Dec. 17 (Bloomberg) -- Hannover Re, the world’s third-biggest reinsurer, said rates may decline in 2011 as this year’s claims weren’t severe enough to turn the market.
“Our expectation for reinsurance rates in property and casualty reinsurance to fall a bit in 2011 has been confirmed so far in our renewal talks,” said Juergen Graeber, the management board member responsible for specialty lines such as aviation and space, offshore energy as well as credit, surety and political risks. “We are still on a technically adequate level that allows us to earn our costs of capital.”
Hannover Re last month raised its 2010 profit target to more than 700 million euros ($925 million) and aims to post net income of about 650 million euros in 2011. The biggest claim for the insurance industry this year was the Chile earthquake in February with estimated insured losses of $8 billion, according to Munich Re, the world’s largest reinsurer.
“At year-end 2010 reinsurer capital has grown to record high levels,” reinsurance broker Aon Benfield said in a Dec. 16 statement. “Reinsurance supply will continue to outpace demand, putting further downward pressure on rates.”
Hannover Re, which expanded credit and surety reinsurance when primary trade-credit insurers such as Euler Hermes SA or Coface SA were hit by a rise in bankruptcies during the economic slump, seeks to expand the unit at “a high single-digit or low double-digit” rate in 2011, Graeber said in the interview.
Trade-credit insurers, which protect payments to sellers when buyers can’t meet obligations, help cover more than $2 trillion of receivables worldwide, according to the International Credit Insurance & Surety Association.
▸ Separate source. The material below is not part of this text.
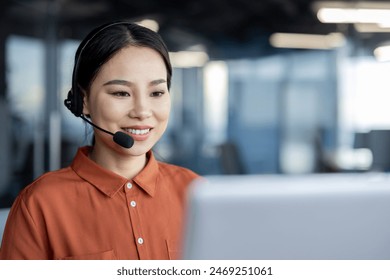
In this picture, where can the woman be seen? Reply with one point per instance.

In turn, they seek protection by passing some of the business on to reinsurers such as Hannover Re or Munich Re.
Credit and Surety
Hannover Re, based in Hanover, Germany, expects premium income in its credit and surety division to rise to about 600 million euros this year from 480 million euros in 2009.
“Customers won’t withdraw the capacity we gave them in times of need even as the market has moved from a 40 percent capacity to about 150 percent by now,” Graeber said.
The reinsurer is closely watching developments in U.S. casualty reinsurance, according to Graeber, who said that rates in the segment, which includes directors’ and officers’ insurance, workers’ compensation and product liability coverage, aren’t fully factoring in the anticipated rise in inflation and the low interest rates. “Therefore, the market will be loss-making in about two years, which should lead to a turnaround in prices and generate fresh opportunities.”
Hannover Re reduced premiums in U.S. casualty reinsurance to about 500 million euros from 1.2 billion euros at the peak in 2003 and 2004, according to the manager. The reinsurer also sees “huge potential” in a new form of insurance for energy savings guarantees in the U.S., which Hannover Re developed with Delaware-based Energi Holdings, to help cover energy-improving upgrades to buildings, Graeber said.